As mentioned, this year we’re on the lookout for drinks that get it right by bucking conventional wisdom, and a copious amount of bitters is right up our alley.  Not that the bitters in this drink are scandalous by any measure, nor is the Amsterdam the only such drink to feature a larger than normal pour from the little bottle.  Here, it’s that someone knew the indifference of orange juice, knew the funkiness of Genever, and knew how to bring the whole thing together.  The Amsterdam comes to us via “Bartender’s Guide by Trader Vic”.  It’s a small drink – at just over two ounces before shaking – and it works wonderfully on that scale.  The balance is nice, and Regans’ Orange Bitters particularly shine, making a drink that is very bitter-forward but beautifully balanced.  A modern variation on the Amsterdam, found on the Internet Cocktail Database, runs as follows:

1.5 oz Bols Genever
0.75 oz Orange Juice
0.5 oz Orange Liqueur
1 Dash Orange Bitters

I’ve included this version for comparison and to show, in my mind at least, the imbalance of the recipe.  Too much orange juice and too little bitters leads to a drink which is flat and without character.  I’m not sure of the provenance of this variation, as other modern versions (such as on diffordguide) scale the original and, for the most part, retain its proportions.

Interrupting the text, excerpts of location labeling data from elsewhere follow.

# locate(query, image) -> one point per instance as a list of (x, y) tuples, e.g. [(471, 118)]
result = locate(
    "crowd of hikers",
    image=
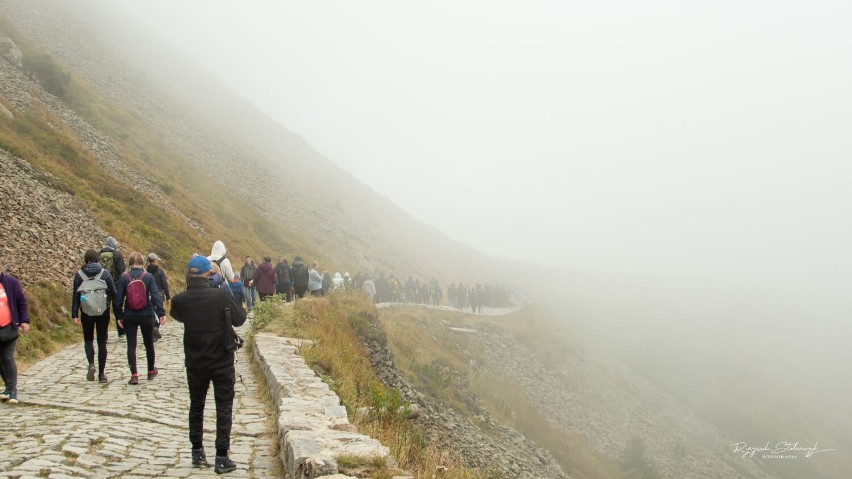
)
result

There’s no great history lesson today, as I thought it important to take a moment to look at how what may seem to be subtle differences in recipes can actually lead to very different drinks.  When dealing with orange juice – especially alongside Genever – it’s important to consider how the other elements of the drink can make up for its deficiencies.  Here, bitters come to the rescue, but it really can be anything – a squeeze of citrus, splash of Absinthe, or even a pinch of salt.  The key is that when you find a recipe that doesn’t exactly soar, you don’t need to give up on it completely.  Just as with cooking, a little bit of “seasoning” may be all it takes.

Esoterica: Anthony Burgess gives defines the title of his book “A Clockwork Orange” to mean “…an organic entity, full of juice and sweetness and agreeable odour, being turned into an automaton.”  Which is exactly what happens to protagonist Alex, bitter orange though he was.